L’hypothèse d’une grâce présidentielle circule à Alger. Certains estiment que cette condamnation rapide ouvrirait la voie à une décrispation. On évoque, avec un cynisme feutré, un « scénario de sortie », dans lequel Boualem Sansal serait gracié en signe d’ouverture. Ce serait alors une double humiliation : pour la justice réduite à un théâtre, et pour le condamné érigé en monnaie d’échange.

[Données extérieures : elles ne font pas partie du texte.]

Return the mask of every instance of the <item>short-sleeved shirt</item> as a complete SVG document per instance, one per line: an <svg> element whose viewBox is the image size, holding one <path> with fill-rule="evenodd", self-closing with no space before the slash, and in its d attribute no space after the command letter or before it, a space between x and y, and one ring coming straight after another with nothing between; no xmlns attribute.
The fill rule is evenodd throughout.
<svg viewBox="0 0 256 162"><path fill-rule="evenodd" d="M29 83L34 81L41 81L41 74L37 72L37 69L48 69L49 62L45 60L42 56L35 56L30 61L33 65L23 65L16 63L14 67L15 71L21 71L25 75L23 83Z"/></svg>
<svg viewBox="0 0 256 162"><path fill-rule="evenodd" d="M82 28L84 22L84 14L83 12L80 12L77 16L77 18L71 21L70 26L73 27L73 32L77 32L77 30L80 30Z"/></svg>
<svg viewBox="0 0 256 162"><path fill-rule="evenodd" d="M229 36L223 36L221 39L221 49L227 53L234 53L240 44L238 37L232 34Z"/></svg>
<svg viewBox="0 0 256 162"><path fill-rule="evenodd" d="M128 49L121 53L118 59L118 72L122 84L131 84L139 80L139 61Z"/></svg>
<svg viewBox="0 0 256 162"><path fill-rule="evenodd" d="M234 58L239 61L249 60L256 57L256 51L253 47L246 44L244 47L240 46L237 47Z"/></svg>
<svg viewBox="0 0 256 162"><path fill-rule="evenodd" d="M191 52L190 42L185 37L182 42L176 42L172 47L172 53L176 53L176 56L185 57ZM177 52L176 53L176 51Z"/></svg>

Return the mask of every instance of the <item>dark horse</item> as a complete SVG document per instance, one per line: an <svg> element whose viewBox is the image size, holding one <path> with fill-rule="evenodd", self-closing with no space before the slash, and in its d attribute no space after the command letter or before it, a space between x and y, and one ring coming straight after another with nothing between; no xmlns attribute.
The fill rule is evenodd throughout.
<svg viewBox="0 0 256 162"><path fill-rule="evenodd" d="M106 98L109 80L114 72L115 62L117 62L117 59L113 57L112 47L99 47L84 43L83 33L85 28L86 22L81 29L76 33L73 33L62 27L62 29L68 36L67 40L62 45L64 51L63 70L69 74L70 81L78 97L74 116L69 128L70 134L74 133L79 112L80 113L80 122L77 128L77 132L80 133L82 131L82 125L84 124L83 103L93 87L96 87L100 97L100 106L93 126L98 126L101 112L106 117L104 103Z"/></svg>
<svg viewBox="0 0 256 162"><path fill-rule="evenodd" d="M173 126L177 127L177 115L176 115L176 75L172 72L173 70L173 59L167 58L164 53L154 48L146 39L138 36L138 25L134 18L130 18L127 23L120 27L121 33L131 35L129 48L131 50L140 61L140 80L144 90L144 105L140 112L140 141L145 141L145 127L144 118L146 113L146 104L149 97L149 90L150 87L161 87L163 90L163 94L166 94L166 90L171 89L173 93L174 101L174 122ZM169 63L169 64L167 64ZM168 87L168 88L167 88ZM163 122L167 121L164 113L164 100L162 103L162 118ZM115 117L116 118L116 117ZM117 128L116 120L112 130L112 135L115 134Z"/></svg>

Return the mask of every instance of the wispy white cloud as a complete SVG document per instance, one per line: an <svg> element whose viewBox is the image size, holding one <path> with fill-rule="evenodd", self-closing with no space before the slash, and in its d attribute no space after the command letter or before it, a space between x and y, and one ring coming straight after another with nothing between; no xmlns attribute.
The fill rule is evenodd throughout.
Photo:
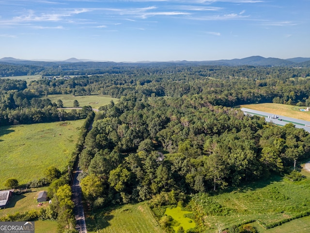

À Paris, la réaction a été mesurée mais explicite. Emmanuel Macron a évoqué un « écrivain malade » et fait confiance à la « clairvoyance » du président Tebboune. En coulisses, le ministère des Affaires étrangères prépare une visite à Alger. Mais quelle crédibilité accorder à un dialogue bilatéral quand l’un des interlocuteurs enferme ses intellectuels ? Peut-on, au nom de la realpolitik, ignorer qu’un vieil homme, malade, est aujourd’hui emprisonné pour avoir pensé à voix haute ?
Au-delà de Boualem Sansal, c’est tout un climat qui se dessine. Depuis des mois, les signaux sont préoccupants : journalistes poursuivis, blogueurs harcelés, militants condamnés. La liberté d’expression en Algérie est devenue un champ de mines. Chaque mot prononcé en dehors des lignes officielles peut être requalifié en atteinte à la sûreté de l’État. L’instrumentalisation de l’article 87 bis, censé lutter contre le terrorisme, pour réprimer la parole critique, en est la preuve la plus inquiétante.
Boualem Sansal ne sera pas réduit au silence. Son œuvre, déjà traduite dans de nombreuses langues, continuera de vivre. Mais son incarcération marque une ligne de fracture. Le régime algérien ne supporte plus les miroirs. Il préfère les geôles aux débats, l’intimidation à la contradiction. En condamnant un écrivain malade, il révèle son propre affaiblissement : ce n’est pas la force d’un État que de faire taire les faibles, mais le symptôme d’une peur profonde.
Ce n’est pas seulement un homme que l’Algérie a condamné. C’est une part de sa conscience.